In an interview, Sharpe disavowed any interest in the Holocaust.

“I’ve tried to avoid it like the plague because it’s an area of interest I don’t want to get into,” he said.

But in the same article referenced above, he wrote: “That event, dubbed The Holocaust, is the focal point for the Jews insofar as it can be used to ensure that Christian civilization will never rise again ... because of the unacceptable consequences of its previous existence.”

Yet while denying that he espouses anti-Semitic theories, Sharpe stands by his articles.

“All I can say is what I’ve written is what I believe,” he said.

“I have never written, said or uttered any of the standard supposed anti-Jewish positions, that Jews run the banks, they are the lawyers and they run the newspapers. I’ve never said any of that,” he said. “Because of my convictions, I look at modernity, I look at things the way a Catholic would see things.”

Ironically, however, Sharpe’s “Judaism and the Vatican: Part II” article challenges the very leadership of the Catholic Church. The article criticizes a statement by Cardinal Joseph Ratzinger, who was then the chief theologian of the church and is now Pope Benedict XVI.

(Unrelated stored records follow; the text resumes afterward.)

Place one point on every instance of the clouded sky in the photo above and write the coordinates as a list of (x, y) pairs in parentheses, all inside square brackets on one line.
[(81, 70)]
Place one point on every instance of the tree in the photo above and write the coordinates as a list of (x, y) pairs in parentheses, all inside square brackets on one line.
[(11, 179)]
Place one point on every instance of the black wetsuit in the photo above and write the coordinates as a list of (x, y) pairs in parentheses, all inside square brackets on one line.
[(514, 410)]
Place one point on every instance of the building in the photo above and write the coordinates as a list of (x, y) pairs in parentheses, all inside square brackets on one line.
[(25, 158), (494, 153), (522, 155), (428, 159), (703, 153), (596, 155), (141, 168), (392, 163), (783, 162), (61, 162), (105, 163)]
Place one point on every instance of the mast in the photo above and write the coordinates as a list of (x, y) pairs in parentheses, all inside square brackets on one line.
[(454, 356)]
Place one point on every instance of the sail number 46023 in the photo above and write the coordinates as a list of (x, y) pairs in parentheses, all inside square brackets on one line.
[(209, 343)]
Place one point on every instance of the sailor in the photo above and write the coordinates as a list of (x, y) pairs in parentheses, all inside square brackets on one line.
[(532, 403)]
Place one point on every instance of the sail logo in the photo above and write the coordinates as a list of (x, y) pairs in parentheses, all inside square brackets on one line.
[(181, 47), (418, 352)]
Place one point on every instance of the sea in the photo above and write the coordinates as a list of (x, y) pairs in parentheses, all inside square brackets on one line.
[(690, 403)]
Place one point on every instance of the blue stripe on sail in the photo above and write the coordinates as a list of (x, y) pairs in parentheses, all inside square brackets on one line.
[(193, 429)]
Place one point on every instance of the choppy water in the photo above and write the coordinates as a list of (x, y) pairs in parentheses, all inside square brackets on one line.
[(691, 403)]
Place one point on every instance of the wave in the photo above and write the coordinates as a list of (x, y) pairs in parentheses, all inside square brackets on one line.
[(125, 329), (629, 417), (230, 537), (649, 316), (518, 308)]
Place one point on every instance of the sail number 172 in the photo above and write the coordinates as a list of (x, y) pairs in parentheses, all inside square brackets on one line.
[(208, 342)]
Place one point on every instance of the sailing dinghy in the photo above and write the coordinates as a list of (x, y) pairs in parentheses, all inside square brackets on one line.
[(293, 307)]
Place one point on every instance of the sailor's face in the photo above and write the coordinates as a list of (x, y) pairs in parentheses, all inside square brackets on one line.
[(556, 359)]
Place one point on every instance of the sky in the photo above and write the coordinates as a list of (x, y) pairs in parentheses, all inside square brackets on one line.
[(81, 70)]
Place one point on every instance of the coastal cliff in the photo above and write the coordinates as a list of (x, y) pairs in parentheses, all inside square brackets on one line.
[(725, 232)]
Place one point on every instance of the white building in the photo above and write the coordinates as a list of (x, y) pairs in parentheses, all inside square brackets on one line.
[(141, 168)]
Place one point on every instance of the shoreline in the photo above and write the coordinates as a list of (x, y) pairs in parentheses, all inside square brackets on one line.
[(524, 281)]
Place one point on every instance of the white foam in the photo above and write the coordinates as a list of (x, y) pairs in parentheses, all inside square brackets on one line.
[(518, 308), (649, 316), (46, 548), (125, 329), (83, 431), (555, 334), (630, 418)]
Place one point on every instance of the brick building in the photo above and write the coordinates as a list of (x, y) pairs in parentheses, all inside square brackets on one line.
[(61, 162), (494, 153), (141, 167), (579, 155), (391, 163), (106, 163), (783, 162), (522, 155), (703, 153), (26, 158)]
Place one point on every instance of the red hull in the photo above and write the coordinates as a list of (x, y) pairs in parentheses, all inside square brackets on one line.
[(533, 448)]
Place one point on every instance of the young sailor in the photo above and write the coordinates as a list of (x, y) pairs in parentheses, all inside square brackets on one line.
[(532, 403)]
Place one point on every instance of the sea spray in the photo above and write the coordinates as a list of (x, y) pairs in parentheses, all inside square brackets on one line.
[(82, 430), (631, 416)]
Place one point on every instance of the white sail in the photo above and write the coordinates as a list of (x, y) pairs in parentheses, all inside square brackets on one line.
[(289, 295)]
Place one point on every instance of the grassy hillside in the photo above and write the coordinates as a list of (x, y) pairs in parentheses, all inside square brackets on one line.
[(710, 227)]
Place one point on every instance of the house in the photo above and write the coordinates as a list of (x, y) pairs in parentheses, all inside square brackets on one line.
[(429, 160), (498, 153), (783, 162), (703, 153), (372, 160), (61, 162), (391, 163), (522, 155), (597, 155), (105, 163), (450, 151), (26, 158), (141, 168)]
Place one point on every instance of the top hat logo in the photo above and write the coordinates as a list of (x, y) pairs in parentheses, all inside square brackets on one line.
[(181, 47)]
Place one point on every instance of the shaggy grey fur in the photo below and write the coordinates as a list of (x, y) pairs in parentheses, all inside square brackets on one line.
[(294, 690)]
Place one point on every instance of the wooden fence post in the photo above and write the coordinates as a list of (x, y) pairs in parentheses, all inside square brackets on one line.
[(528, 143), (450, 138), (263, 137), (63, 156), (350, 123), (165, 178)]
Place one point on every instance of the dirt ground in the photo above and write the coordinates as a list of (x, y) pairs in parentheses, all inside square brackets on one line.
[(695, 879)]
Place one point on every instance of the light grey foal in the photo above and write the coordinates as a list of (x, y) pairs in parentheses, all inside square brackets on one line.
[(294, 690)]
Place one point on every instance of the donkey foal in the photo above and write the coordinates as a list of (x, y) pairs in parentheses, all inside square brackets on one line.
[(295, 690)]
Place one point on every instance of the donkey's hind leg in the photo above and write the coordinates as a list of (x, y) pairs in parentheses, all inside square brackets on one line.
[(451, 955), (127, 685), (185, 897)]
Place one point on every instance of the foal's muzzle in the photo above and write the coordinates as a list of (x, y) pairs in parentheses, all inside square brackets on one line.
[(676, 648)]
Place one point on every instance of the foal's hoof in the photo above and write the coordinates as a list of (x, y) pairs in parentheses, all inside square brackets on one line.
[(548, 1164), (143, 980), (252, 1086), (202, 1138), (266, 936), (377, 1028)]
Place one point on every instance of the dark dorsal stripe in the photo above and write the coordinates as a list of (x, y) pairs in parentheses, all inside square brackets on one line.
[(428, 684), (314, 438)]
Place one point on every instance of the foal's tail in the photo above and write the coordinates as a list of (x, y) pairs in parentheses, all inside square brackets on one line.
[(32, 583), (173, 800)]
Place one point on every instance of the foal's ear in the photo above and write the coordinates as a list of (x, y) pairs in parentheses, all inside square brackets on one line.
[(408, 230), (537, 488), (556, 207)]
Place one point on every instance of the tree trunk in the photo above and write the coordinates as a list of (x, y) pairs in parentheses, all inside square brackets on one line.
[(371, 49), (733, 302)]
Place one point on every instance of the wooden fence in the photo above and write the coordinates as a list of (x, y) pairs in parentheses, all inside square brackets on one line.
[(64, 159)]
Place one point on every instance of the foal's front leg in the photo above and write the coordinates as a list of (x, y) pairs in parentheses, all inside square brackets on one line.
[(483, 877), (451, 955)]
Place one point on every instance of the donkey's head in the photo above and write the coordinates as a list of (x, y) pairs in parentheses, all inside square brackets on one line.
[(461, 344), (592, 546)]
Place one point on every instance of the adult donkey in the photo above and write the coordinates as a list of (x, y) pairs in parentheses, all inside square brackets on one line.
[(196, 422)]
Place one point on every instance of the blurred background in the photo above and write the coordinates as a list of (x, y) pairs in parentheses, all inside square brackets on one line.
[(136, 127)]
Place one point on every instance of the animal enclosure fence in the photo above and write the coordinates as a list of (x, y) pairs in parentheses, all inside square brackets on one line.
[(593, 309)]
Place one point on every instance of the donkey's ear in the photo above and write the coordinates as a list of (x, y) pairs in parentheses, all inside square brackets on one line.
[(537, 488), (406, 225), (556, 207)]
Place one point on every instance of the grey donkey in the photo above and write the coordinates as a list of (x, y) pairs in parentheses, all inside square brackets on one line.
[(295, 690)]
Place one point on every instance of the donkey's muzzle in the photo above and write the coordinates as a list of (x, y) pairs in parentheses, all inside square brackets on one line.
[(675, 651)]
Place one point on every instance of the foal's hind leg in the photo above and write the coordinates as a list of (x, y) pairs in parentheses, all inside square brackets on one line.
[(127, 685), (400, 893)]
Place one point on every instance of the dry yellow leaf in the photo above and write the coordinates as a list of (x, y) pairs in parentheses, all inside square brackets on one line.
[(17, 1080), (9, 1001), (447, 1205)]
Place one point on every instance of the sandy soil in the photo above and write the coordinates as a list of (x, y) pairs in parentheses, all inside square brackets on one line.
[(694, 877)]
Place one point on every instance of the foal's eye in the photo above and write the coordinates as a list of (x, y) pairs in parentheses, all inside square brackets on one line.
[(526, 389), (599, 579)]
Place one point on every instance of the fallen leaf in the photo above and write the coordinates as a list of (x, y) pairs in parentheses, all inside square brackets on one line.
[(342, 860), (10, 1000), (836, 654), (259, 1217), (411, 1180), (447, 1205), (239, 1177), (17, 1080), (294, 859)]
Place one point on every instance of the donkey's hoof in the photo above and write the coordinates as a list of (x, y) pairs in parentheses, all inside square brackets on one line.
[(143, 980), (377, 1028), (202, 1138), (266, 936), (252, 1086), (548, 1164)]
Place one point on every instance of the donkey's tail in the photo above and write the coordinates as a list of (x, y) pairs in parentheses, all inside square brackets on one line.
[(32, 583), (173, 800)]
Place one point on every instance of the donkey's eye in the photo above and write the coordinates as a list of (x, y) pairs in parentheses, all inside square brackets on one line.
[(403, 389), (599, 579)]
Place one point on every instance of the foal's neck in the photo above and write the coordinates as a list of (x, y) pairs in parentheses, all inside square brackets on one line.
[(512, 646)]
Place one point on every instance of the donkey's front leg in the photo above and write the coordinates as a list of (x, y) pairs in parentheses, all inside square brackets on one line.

Stephen Neill, a spokesman for the Diocese of Richmond, Va., said neither he nor the diocesan theologian had ever heard of Sharpe or his publishing firm.

“He’s making claims he speaks as an official of the Catholic Church, and he does not,” Neill said.

Sharpe is now on administrative leave pending the outcome of the Navy’s investigation. He said he would gladly continue serving if his religion and politics are not an obstacle to the Navy.

“I don’t think the Navy has a dog in this fight,” he said.